Published: 3 July 2026
Around 150 Lower Hutt community representatives have shared their views on the future of local government at a Mayoral Stakeholder Forum on 1 July.
The forum, held at the Lower Hutt Events Centre, will help inform Hutt City Council's response to the Government's proposal to explore changes to local government in the Wellington region through its voluntary Head Start process.
Representatives from Mana Whenua, sporting and cultural groups, residents’ associations, advocacy and support organisations and business groups discussed what matters most to their communities and how local government can best serve future generations.
Mayor Ken Laban says the discussion showed people care deeply about Lower Hutt's future.
"Thank you to everyone who shared their views so openly. There was a real passion for protecting Lower Hutt's voice and local decision-making while making sure we're building a financially sustainable local government system for our mokopuna.
“People weren't focused on politics. They wanted evidence-based decisions that protect our community's interests. That's exactly the perspective we need as we continue this work."

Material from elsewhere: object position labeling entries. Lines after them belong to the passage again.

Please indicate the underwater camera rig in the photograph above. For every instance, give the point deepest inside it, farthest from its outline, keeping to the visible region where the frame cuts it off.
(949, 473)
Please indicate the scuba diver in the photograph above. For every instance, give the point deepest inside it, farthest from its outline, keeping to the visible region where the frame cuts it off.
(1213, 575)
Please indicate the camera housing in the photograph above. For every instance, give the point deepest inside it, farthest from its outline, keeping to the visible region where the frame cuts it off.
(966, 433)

Former Auckland Deputy Mayor Penny Hulse, who helped lead Auckland through its council amalgamation, shared lessons from that experience.
"Creating a larger organisation doesn't automatically make it cheaper or improve services. Scale alone doesn't deliver better outcomes.

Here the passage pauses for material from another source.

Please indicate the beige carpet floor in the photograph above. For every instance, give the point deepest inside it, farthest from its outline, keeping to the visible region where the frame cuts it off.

"Whatever model is considered, communities must stay connected to decision-making. If people feel decisions are being made too far away from them, it's much harder to build trust and achieve positive outcomes."

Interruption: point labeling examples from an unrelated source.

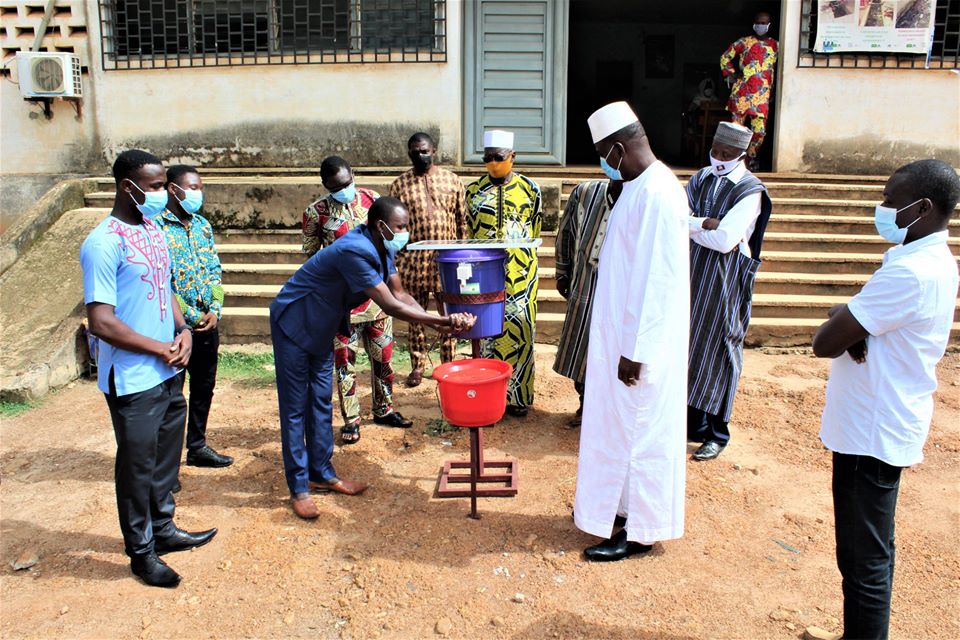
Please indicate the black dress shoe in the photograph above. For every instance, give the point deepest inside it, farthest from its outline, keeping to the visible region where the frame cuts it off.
(616, 548)
(182, 540)
(154, 571)
(207, 457)
(708, 450)
(393, 419)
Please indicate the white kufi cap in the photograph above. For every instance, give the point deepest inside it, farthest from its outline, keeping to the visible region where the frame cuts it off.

Participants discussed three key ideas and gave the following insights:
- What functions and decisions should remain local? Key priorities were retaining local decision-making and community voice – including Mana Whenua - and maintaining local control of facilities, assets and fundin
- What would success look like? Better outcomes for communities and retaining a strong local voice while collaborating regionally where it delivers better infrastructure, services and value. Success looks like an improved quality of life for all communities.
- What did they want to tell the Mayor and Councillors? Participants consistently asked elected members to lead with courage, transparency and integrity. The strongest message was that Council remain firmly focused on protecting local communities, maintaining meaningful local representation, communicating openly, and advocating strongly for Lower Hutt's interests.
The forum builds on a public survey held in June, which received feedback from 418 people. It also complements a Cross-Council Community Reference Group established by several councils across the wider Wellington region, which provides ongoing community insight through multiple rounds of discussion as proposals and ideas evolve.
More information and all engagement results are available here
Feedback will help shape Hutt City Council's position before elected members decide whether to take part in the Government's Head Start process at a Council meeting on 5 August.
Any regional proposal must be submitted to the Government by 14 August.